Quasi-Newton Approximation of Second Derivatives

IPOPT has an option to approximate the Hessian of the Lagrangian by a limited-memory quasi-Newton method (L-BFGS). You can use this feature by setting the hessian_approximation option to the value limited-memory. In this case, it is not necessary to implement the Hessian computation method eval_h in TNLP. If you are using the C or Fortran interface, you still need to implement these functions, but they should return false or IERR=1, respectively, and don't need to do anything else.

In general, when second derivatives can be computed with reasonable computational effort, it is usually a good idea to use them, since then IPOPT normally converges in fewer iterations and is more robust.
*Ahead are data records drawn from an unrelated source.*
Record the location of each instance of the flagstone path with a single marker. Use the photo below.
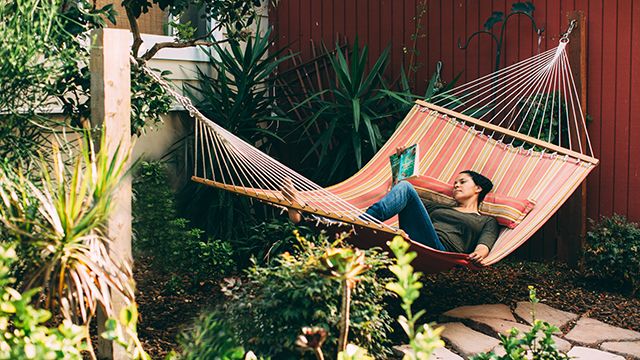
(471, 330)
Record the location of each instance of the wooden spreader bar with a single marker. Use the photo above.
(261, 195)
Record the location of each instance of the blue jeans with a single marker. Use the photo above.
(404, 201)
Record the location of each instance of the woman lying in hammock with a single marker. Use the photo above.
(459, 228)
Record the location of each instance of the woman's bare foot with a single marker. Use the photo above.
(290, 193)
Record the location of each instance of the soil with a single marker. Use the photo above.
(166, 311)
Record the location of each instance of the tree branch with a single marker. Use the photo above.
(170, 44)
(137, 38)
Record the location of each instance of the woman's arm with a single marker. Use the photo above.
(487, 238)
(479, 254)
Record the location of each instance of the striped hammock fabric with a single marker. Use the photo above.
(495, 142)
(449, 146)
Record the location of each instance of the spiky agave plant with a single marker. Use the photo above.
(63, 217)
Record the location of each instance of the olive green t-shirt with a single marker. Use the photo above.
(461, 232)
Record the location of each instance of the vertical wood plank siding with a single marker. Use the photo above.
(613, 68)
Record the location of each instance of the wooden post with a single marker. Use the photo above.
(110, 110)
(572, 234)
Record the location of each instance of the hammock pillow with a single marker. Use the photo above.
(508, 211)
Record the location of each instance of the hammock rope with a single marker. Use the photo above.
(492, 125)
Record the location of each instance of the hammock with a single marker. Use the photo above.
(493, 125)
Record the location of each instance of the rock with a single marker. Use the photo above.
(590, 332)
(496, 311)
(546, 313)
(445, 354)
(466, 341)
(504, 327)
(629, 349)
(438, 354)
(582, 353)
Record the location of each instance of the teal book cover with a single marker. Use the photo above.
(405, 164)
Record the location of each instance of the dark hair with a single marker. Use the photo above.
(485, 184)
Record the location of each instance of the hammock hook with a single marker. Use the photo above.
(565, 37)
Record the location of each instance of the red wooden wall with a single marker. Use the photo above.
(613, 63)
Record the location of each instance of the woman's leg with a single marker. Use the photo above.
(404, 201)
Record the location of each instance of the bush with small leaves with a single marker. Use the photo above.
(176, 247)
(208, 338)
(268, 310)
(612, 252)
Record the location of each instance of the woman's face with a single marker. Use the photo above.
(464, 187)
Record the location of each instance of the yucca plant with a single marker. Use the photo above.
(239, 97)
(350, 114)
(63, 218)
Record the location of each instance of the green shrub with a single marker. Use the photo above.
(175, 247)
(276, 301)
(612, 252)
(208, 338)
(528, 345)
(269, 239)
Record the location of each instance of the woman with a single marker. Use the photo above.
(460, 228)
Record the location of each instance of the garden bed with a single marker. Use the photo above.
(166, 310)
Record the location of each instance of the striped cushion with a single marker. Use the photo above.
(507, 210)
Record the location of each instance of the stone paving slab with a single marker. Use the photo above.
(466, 341)
(504, 327)
(496, 311)
(591, 332)
(544, 312)
(445, 354)
(629, 349)
(438, 354)
(583, 353)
An exception might be in cases, where your optimization problem has a dense Hessian, i.e., a large percentage of non-zero entries in the Hessian. In such a case, using the quasi-Newton approximation might be better, even if it increases the number of iterations, since with exact second derivatives the computation time per iteration might be significantly higher due to the very large number of non-zero elements in the linear systems that IPOPT solve in order to compute the search direction.
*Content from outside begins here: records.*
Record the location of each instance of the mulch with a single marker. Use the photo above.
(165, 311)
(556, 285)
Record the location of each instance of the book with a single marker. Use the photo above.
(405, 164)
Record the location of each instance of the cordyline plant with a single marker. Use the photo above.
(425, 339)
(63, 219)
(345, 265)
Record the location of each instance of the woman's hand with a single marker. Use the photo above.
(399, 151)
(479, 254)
Since the Hessian of the Lagrangian is zero for all variables that appear only linearly in the objective and constraint functions, the Hessian approximation should only take place in the space of all nonlinear variables. By default, it is assumed that all variables are nonlinear, but you can tell IPOPT explicitly which variables are nonlinear, using the get_number_of_nonlinear_variables and get_list_of_nonlinear_variables method of the TNLP class, see Section 3.3.4. (Those methods have been implemented for the AMPL interface, so you would automatically only approximate the Hessian in the space of the nonlinear variables, if you are using the quasi-Newton option for AMPL models.) Currently, those two methods are not available through the C or Fortran interface.